Pill-loving burglar dies: "An intruder has been found dead and naked in the house he broke into after apparently overdosing on prescription drugs he had found inside. The 60-year-old resident of an Adelaide property found the body yesterday after being away for two days. Police said the dead man appeared to have taken the resident's diabetes tablets, vomited in the toilet and then used the shower before collapsing. Detective Senior Sergeant Brian Kimber, of Elizabeth, said the intruder, aged in his 20s, had been known to police. "It appears he climbed in through the roof. There were tiles smashed and broken and he has got in through the kitchen ceiling," he said. "I can't speculate how long the man had been in the house but it appears he has been dead between 12 and 24 hours."

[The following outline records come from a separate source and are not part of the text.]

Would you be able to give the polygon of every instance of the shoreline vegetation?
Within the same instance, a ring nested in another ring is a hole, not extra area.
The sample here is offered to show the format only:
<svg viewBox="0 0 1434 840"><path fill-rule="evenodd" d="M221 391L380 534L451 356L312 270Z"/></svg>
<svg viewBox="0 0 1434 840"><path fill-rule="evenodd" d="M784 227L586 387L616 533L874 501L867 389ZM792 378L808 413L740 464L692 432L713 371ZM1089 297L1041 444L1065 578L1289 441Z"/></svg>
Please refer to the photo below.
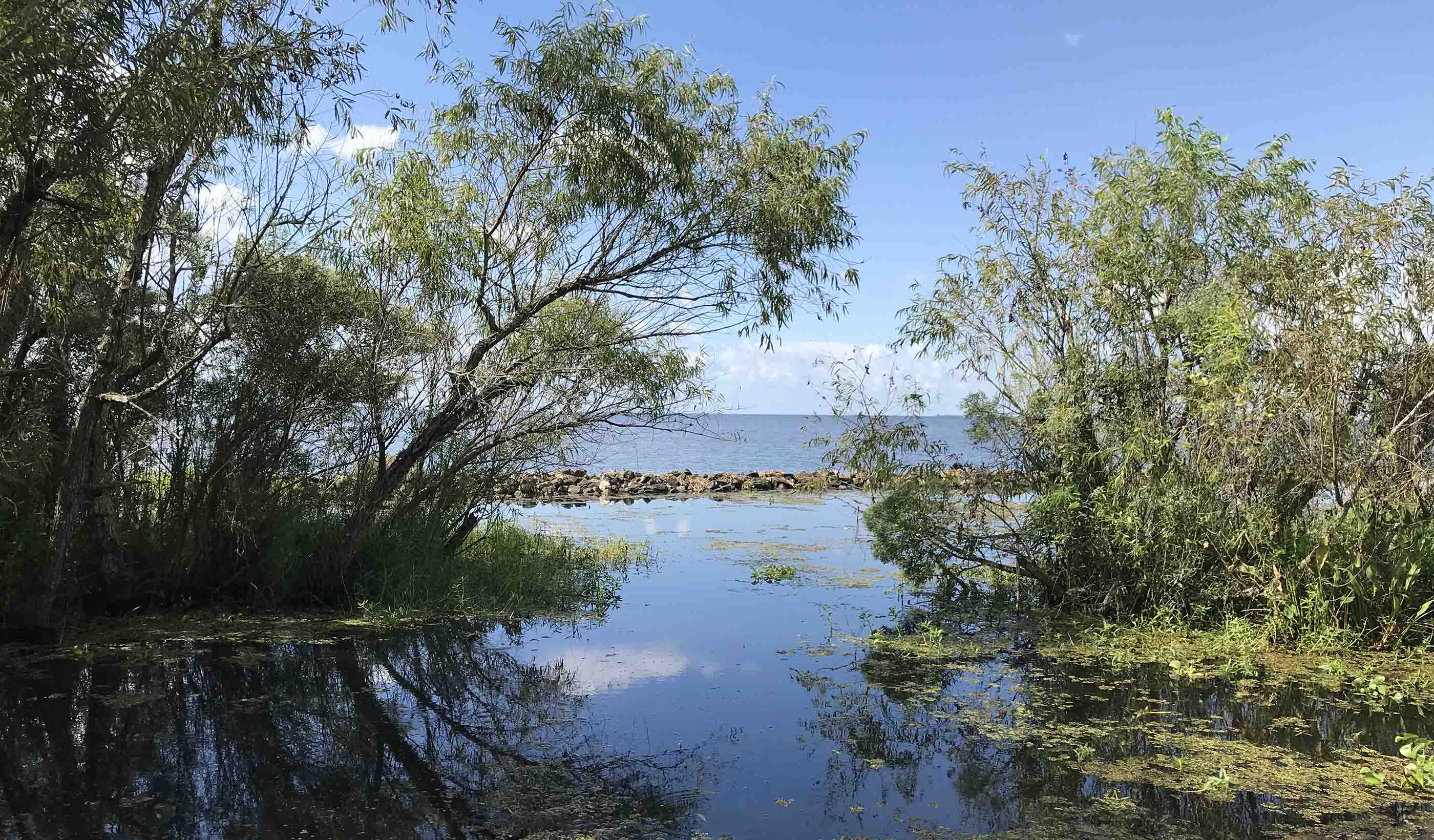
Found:
<svg viewBox="0 0 1434 840"><path fill-rule="evenodd" d="M912 477L918 476L913 470ZM923 480L935 476L951 489L1004 486L1015 489L1022 485L1020 476L1010 470L987 470L971 466L929 470L921 469ZM891 476L893 485L902 482L902 474ZM632 470L604 470L588 473L584 469L558 469L552 472L528 472L511 476L493 487L493 497L518 502L591 500L591 499L642 499L651 496L711 496L723 493L827 493L868 490L873 476L866 472L820 470L753 470L746 473L694 473L691 470L668 470L665 473L637 473Z"/></svg>

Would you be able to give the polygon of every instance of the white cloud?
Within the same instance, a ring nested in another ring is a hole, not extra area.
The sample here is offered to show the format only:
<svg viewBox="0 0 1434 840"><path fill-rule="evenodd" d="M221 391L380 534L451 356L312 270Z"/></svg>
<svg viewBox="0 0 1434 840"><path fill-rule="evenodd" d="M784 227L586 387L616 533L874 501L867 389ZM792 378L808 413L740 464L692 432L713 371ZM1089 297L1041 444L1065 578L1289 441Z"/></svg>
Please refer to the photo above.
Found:
<svg viewBox="0 0 1434 840"><path fill-rule="evenodd" d="M341 135L321 125L313 125L304 135L305 151L317 149L346 161L353 161L361 149L389 149L397 142L399 132L393 126L380 125L356 125L353 130Z"/></svg>
<svg viewBox="0 0 1434 840"><path fill-rule="evenodd" d="M245 211L254 196L232 183L209 183L199 189L199 228L219 242L235 242L248 226Z"/></svg>
<svg viewBox="0 0 1434 840"><path fill-rule="evenodd" d="M774 414L825 413L820 388L830 378L827 364L852 355L862 360L870 373L869 387L885 396L885 377L895 374L905 387L905 377L934 393L936 413L955 411L961 397L971 388L952 377L941 363L915 358L909 353L896 354L885 344L850 344L843 341L787 341L770 353L756 341L734 341L711 348L707 374L726 397L726 409L764 411Z"/></svg>

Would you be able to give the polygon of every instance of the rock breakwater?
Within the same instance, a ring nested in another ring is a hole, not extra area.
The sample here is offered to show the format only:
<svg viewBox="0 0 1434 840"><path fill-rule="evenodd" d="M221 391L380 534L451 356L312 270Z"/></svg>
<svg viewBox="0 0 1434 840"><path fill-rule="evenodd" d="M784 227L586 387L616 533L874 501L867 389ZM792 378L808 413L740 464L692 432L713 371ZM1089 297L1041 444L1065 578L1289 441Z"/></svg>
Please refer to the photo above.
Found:
<svg viewBox="0 0 1434 840"><path fill-rule="evenodd" d="M954 485L965 485L978 476L992 480L998 473L987 470L944 470L942 477ZM1005 477L1005 476L999 476ZM866 483L862 473L840 473L835 470L810 470L787 473L783 470L761 470L753 473L700 474L691 470L670 473L635 473L612 470L588 473L579 469L555 470L551 473L521 473L496 487L499 499L549 500L549 499L601 499L641 496L706 496L716 493L750 492L840 492L858 490Z"/></svg>

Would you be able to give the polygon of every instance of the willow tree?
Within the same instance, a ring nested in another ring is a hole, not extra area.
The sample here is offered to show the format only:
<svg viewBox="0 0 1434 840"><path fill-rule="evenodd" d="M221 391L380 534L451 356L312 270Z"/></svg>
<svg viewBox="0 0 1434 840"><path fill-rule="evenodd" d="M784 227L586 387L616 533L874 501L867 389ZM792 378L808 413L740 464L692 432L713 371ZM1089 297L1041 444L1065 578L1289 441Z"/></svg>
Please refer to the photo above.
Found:
<svg viewBox="0 0 1434 840"><path fill-rule="evenodd" d="M450 490L475 469L700 404L695 337L770 344L803 308L839 314L860 136L832 142L820 112L783 119L766 92L744 109L730 76L641 29L605 9L499 22L495 73L456 67L432 129L354 172L344 265L394 314L370 335L402 387L364 407L356 460L373 469L336 579L445 493L455 528L472 522L478 497ZM387 353L407 318L439 337L420 357Z"/></svg>
<svg viewBox="0 0 1434 840"><path fill-rule="evenodd" d="M0 552L24 565L22 624L53 622L79 543L119 562L106 493L162 429L136 426L228 338L264 255L326 216L293 156L231 185L238 245L205 229L205 198L304 136L317 103L343 118L360 56L317 3L0 3L0 492L6 530L46 542Z"/></svg>
<svg viewBox="0 0 1434 840"><path fill-rule="evenodd" d="M972 437L1024 482L912 485L878 549L1107 614L1434 631L1431 181L1315 186L1285 138L1239 161L1170 112L1159 140L951 166L981 244L903 337L984 380Z"/></svg>

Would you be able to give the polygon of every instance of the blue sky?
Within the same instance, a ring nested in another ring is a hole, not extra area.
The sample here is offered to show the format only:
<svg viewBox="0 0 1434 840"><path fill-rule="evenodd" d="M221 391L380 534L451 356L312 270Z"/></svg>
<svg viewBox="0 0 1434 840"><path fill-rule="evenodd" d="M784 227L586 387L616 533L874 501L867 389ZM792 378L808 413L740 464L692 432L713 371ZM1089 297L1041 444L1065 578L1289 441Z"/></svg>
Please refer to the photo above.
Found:
<svg viewBox="0 0 1434 840"><path fill-rule="evenodd" d="M558 4L460 0L450 53L486 62L493 20L551 17ZM744 95L782 83L786 113L825 105L836 133L868 129L850 196L862 288L833 325L802 321L773 354L736 338L707 343L728 407L810 413L812 361L895 337L895 312L939 257L972 247L951 149L985 148L1001 163L1045 153L1073 162L1149 142L1154 110L1174 108L1239 153L1278 133L1324 172L1344 156L1371 176L1434 169L1434 7L1428 3L902 3L637 0L647 37L691 44L704 69L733 73ZM364 22L356 20L356 26ZM407 33L367 37L370 83L420 103L426 66ZM360 100L357 122L381 122ZM931 363L898 358L955 411L968 386Z"/></svg>

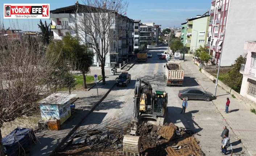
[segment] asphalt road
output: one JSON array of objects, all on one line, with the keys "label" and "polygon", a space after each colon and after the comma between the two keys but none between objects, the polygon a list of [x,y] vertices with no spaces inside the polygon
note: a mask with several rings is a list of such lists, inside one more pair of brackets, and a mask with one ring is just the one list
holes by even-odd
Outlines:
[{"label": "asphalt road", "polygon": [[[220,155],[221,146],[220,134],[222,127],[226,125],[223,117],[212,102],[189,101],[186,113],[180,114],[182,100],[179,98],[178,90],[187,87],[202,88],[193,73],[188,68],[186,62],[181,63],[185,70],[182,87],[166,87],[164,79],[165,60],[158,59],[157,52],[166,51],[167,47],[151,49],[152,58],[146,63],[137,63],[129,71],[132,81],[127,87],[115,87],[105,100],[85,120],[77,131],[82,132],[89,129],[120,130],[131,121],[133,113],[133,92],[136,80],[141,78],[148,81],[152,85],[153,91],[165,91],[168,93],[168,111],[166,121],[172,122],[178,126],[189,128],[198,132],[197,137],[200,145],[207,156]],[[185,58],[186,59],[186,58]],[[247,156],[240,142],[230,131],[231,143],[236,149],[234,155]],[[230,150],[228,150],[230,152]]]}]

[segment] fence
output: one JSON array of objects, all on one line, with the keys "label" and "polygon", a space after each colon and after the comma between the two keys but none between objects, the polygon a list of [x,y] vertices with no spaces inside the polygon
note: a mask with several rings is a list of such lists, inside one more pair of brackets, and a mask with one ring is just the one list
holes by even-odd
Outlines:
[{"label": "fence", "polygon": [[127,59],[125,61],[121,63],[120,63],[119,68],[120,68],[120,69],[123,69],[124,67],[124,66],[126,66],[127,64],[129,63],[132,60],[133,60],[136,58],[136,55],[133,55],[131,58],[129,58],[128,59]]}]

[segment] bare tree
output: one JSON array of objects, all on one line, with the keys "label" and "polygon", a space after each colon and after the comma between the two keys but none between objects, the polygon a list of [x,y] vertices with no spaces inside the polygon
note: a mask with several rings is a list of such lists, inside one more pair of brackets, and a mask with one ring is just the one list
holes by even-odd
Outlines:
[{"label": "bare tree", "polygon": [[[106,84],[104,68],[110,51],[123,35],[121,29],[127,17],[122,15],[127,9],[125,0],[84,0],[77,4],[70,26],[82,42],[92,48],[101,67],[102,82]],[[126,32],[126,31],[125,31]]]},{"label": "bare tree", "polygon": [[[38,113],[38,100],[51,93],[46,84],[58,83],[51,76],[59,70],[60,54],[52,55],[42,40],[33,40],[37,46],[29,40],[11,42],[0,37],[0,128],[26,113]],[[1,156],[2,138],[0,129]]]}]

Windy beans no myth: "It's a "factual reality" that beans make you break wind, South Africa's advertising watchdog has revealed. A TV advertisement for sweet onions showed a rugby player eating beans that made him smell "stinky." The ad claims that "with sweet onions there are no tears, no burn and definitely no stink". The country's Dry Bean Producers Organisation complained about the ad on the basis that the "stinky" charge was untrue, but the Advertising Standards Authority threw out the charge and said it was widely known that beans produce gas. "It plays on an objectively determinable factual reality which cannot be denied," the ASA said on its website."